- Directed by: Nico Perrino, Aaron Reese, Chris Maltby
- Distributed by: Foundation for Individual Rights and Expression
- Release date: October 9, 2020;
- Running time: 99 minutes
- Country: United States

= Mighty Ira =

Mighty Ira is a 2020 documentary film by Nico Perrino, Aaron Reese, and Chris Maltby. The film profiles the life and career of Ira Glasser, who was executive director of the American Civil Liberties Union (ACLU) from 1978 to 2001.

The movie focuses on Glasser's advocacy for free speech and racial justice, as well as his defense of the rights of neo-Nazis to rally in the Chicago suburb of Skokie, Illinois in the 1970s, which at the time was home to many Holocaust survivors. It also covers Glasser's unlikely friendship with William F. Buckley Jr. and his upbringing as a fan of the Brooklyn Dodgers baseball team.

== Production ==
The idea for Mighty Ira first originated in 2017, after Perrino met Glasser in New York City at the funeral of writer and jazz critic Nat Hentoff. The film was produced by Perrino and his Foundation for Individual Rights and Expression colleagues Reese and Maltby. Perrino, a millennial, said that he helped create the film because he felt his generation didn't understand why Glasser's generation fought for free speech rights.

The name "Mighty Ira" comes from a line in a poem written by one of Glasser's ACLU colleagues, read at the end of the film.
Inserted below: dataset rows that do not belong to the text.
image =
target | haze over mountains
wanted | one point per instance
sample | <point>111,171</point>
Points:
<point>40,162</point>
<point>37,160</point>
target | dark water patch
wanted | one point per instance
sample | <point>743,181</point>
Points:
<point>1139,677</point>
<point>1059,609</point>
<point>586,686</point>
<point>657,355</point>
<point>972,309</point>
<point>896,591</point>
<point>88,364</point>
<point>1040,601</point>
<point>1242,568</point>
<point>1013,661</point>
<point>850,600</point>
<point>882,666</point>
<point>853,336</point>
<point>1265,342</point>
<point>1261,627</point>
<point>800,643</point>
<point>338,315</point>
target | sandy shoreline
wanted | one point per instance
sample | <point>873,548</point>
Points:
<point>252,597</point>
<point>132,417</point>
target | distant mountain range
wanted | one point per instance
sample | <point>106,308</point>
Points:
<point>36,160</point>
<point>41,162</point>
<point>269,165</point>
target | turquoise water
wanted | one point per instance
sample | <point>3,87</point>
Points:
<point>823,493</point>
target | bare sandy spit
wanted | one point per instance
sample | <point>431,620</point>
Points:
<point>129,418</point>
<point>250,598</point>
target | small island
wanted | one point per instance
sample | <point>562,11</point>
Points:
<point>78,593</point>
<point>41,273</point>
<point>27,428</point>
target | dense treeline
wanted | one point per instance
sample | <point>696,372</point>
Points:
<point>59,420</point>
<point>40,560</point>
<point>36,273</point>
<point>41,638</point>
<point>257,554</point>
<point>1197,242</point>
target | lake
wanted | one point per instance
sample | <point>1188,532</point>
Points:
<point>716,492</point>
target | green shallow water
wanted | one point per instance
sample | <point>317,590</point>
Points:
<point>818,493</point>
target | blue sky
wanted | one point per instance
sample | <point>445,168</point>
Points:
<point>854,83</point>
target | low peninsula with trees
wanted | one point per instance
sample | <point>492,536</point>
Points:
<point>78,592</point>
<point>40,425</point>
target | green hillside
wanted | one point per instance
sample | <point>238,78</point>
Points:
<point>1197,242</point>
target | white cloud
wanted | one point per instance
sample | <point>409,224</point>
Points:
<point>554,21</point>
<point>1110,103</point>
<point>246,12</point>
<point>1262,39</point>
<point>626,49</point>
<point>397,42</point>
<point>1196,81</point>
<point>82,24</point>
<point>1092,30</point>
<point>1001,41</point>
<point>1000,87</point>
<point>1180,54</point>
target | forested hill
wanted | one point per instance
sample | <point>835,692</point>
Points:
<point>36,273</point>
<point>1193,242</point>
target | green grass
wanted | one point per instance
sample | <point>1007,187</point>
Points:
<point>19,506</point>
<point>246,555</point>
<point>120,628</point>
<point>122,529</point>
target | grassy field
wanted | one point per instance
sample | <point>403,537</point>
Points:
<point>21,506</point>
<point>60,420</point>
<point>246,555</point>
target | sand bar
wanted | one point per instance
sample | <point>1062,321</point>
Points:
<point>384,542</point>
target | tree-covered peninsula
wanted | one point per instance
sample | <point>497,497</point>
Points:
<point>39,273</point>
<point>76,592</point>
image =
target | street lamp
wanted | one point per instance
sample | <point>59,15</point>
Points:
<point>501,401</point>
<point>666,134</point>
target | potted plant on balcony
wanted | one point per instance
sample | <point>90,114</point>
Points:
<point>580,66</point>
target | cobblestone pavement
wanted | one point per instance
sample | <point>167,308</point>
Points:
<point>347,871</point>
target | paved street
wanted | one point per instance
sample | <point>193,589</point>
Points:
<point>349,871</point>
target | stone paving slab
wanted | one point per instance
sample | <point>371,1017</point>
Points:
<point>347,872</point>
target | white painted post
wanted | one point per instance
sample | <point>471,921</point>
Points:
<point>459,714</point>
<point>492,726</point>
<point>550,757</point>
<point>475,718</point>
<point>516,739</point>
The title of the poem, "Ira at the Bat", is a play on the famous "Casey at the Bat" poem by Ernest Lawrence Thayer that includes a line about "mighty Casey."

== Release ==
Because of the COVID-19 pandemic, the filmmakers decided to forgo taking Mighty Ira on the film festival circuit and instead released it through Angelika Film Center's virtual cinema program in October 2020. The movie was later made available on streaming platforms, such as Amazon Prime Video and Apple TV+.

Glasser appeared on The Joe Rogan Experience and Real Time with Bill Maher to promote the film.

== Reception ==

=== Critical reception ===
Mighty Ira received generally positive reviews. The Hollywood Reporter called the movie "a warm portrait that poses ever-urgent questions," while journalist Matt Taibbi noted that it is "elegant and thought-provoking." Spiked claimed the film is "a long-overdue tribute to a civil-liberties hero." Matt Fagerholm, writing for RogerEbert.com, gave Mighty Ira a more mixed review, awarding it 2.5 out of 4 stars.

The film attracted interest from Jewish publications, where it received favorable reviews focusing on the film's treatment of the Skokie case and Glasser's relationship with 96-year-old Holocaust survivor (and former Skokie resident) Ben Stern.

=== Film festivals ===
Mighty Ira won the grand prize at the 2021 Anthem Film Festival. It was also awarded "Best Documentary Feature Film" at the 2021 Lake Travis Film Festival.